Earlier in her career, Dr. Candelario developed the patent strategy for several companies that have merged or become public, including Ikaria, Inc., Nanostring Technologies, and Integrated Diagnostics. She has expertise in not-for-profit science enterprises and served as Intellectual Property Director of Institute for Systems Biology for several years.
Dr. Candelario led the business side of intellectual property negotiations for several rounds of venture funding for multiple companies. She has expertise in intellectual property acquisitions by public companies and has successfully worked with legal teams to transfer the patent portfolios she developed to four public companies. Dr. Candelario has also negotiated license agreements with major companies, hospitals, and universities.

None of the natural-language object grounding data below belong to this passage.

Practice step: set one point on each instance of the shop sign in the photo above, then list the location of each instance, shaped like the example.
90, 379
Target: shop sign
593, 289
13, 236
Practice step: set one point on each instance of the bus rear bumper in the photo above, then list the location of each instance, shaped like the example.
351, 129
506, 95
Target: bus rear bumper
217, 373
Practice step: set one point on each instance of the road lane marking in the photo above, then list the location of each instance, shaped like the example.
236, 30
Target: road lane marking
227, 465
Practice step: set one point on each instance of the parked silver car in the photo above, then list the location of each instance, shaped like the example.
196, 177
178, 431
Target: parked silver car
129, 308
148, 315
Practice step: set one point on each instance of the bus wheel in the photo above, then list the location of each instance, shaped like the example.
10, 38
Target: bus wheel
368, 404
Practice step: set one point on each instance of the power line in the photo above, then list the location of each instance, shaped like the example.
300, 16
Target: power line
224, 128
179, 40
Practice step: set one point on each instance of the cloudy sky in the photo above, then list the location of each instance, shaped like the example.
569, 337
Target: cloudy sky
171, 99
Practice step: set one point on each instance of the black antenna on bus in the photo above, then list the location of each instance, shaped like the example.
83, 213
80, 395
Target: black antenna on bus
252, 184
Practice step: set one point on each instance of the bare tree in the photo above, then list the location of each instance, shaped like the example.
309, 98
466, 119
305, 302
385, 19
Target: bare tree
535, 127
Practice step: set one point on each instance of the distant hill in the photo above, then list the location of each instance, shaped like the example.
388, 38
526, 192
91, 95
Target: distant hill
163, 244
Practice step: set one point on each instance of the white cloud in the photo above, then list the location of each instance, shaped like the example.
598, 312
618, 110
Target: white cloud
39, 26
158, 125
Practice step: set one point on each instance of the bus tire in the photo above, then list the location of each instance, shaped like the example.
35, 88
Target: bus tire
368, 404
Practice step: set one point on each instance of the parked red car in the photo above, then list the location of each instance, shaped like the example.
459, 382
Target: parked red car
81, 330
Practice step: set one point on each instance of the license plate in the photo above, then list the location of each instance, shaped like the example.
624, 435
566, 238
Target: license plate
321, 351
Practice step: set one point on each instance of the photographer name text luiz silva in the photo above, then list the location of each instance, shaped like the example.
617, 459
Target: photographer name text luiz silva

Dr. Candelario holds a doctorate in pharmacology from University of Washington Medical School where she discovered key components of the opioid signal transduction pathway at the cellular level. As a patent agent, Dr. Candelario has successfully written and prosecuted patent portfolios in the field of lung cancer diagnostics, trauma treatment, delivery devices, DNA sequencing and oncology products.
Dr. Candelario and her husband Frank are co-founders of Kate’s House Foundation in Seattle, WA and in Florida. They created a program to purchase single-family homes to provide stable housing for veterans, people with housing insecurity and people with substance use disorder.